Likewise, a machine working on behalf of everyone might prioritize ‘saving as many lives as possible’ as its core objective when deciding who should get an organ transplant. Which might well produce a different treatment plan from a machine that only had your interests in mind.
A machine working for the NHS or an insurer might try to minimize costs wherever possible, while one designed to serve a pharmaceutical company might aim to promote the use of one particular drug rather than another.

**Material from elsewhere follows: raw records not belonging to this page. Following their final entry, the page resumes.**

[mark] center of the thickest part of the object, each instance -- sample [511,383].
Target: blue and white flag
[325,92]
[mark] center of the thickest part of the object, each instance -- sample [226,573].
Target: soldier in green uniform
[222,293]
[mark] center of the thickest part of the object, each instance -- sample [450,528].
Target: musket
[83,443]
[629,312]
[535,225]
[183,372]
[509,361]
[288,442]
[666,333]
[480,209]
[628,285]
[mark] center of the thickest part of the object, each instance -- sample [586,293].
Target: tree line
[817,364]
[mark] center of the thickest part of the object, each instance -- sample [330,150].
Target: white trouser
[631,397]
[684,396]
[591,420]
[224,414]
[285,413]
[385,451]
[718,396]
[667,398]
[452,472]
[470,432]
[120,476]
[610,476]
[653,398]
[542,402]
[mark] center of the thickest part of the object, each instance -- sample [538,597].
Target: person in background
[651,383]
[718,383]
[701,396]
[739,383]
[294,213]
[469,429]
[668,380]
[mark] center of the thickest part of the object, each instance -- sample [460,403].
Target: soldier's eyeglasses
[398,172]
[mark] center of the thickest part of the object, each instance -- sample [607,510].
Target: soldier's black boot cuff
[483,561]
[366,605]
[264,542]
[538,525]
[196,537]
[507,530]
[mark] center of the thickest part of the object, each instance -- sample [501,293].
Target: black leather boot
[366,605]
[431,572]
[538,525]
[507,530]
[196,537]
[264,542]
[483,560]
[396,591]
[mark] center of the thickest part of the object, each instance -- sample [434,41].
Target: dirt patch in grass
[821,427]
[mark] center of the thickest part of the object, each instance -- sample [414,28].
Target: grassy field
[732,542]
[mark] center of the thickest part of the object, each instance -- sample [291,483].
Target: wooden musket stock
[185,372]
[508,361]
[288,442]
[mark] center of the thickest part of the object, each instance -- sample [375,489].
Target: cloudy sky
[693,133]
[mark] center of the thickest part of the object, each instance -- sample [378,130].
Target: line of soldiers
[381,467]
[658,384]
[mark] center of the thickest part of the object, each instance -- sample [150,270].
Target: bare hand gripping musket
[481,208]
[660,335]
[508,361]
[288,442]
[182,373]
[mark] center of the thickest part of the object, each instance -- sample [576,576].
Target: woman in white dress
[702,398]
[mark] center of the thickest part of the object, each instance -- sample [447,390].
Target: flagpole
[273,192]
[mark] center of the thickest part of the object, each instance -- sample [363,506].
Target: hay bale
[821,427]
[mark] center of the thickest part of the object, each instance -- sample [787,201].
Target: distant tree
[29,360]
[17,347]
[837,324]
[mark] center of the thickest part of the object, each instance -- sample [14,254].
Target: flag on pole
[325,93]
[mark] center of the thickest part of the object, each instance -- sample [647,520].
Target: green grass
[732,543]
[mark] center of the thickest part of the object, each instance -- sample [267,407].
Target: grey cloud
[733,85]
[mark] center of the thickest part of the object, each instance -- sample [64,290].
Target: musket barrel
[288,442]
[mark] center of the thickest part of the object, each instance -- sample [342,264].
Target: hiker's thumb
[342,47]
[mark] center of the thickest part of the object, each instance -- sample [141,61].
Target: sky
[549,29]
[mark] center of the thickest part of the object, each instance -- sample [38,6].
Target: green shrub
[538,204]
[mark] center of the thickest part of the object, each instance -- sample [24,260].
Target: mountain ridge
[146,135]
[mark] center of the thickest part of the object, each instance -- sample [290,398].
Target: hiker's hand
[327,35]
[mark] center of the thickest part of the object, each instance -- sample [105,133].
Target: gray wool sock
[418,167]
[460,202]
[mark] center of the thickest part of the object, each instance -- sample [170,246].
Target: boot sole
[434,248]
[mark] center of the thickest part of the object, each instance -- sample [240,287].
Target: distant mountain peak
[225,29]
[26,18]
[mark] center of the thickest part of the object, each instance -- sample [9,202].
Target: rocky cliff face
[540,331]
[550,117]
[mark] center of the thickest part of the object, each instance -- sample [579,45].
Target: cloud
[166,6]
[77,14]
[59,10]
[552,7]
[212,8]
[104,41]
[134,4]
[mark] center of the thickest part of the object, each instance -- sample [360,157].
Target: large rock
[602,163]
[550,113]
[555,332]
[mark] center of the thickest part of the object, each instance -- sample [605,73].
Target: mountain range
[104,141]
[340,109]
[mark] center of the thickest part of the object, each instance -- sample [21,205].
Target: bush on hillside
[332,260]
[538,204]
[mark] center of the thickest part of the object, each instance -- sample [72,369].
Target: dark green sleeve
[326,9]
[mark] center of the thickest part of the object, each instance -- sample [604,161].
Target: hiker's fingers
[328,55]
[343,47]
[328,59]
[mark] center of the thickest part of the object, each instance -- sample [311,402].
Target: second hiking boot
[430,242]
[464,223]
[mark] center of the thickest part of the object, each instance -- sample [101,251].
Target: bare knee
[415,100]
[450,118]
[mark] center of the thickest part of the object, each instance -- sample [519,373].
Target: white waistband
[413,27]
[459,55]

The case of medicine is certainly less fraught with tension than the examples from criminal justice. There is no defence and prosecution here. Everyone in the healthcare system is working towards the same goal – getting the patient better. But even here every party in the process has a subtly different set of objectives.
In whatever facet of life an algorithm is introduced, there will always be some kind of a balance. Between privacy and public good. Between the individual and the population. Between different challenges and priorities. It isn’t easy to find a path through the tangle of incentives, even when the clear prize of better healthcare for all is at the end.
But it’s even harder when the competing incentives are hidden from view. When the benefits of an algorithm are over-stated and the risks are obscured. When you have to ask yourself what you’re being told to believe, and who stands to profit from you believing it.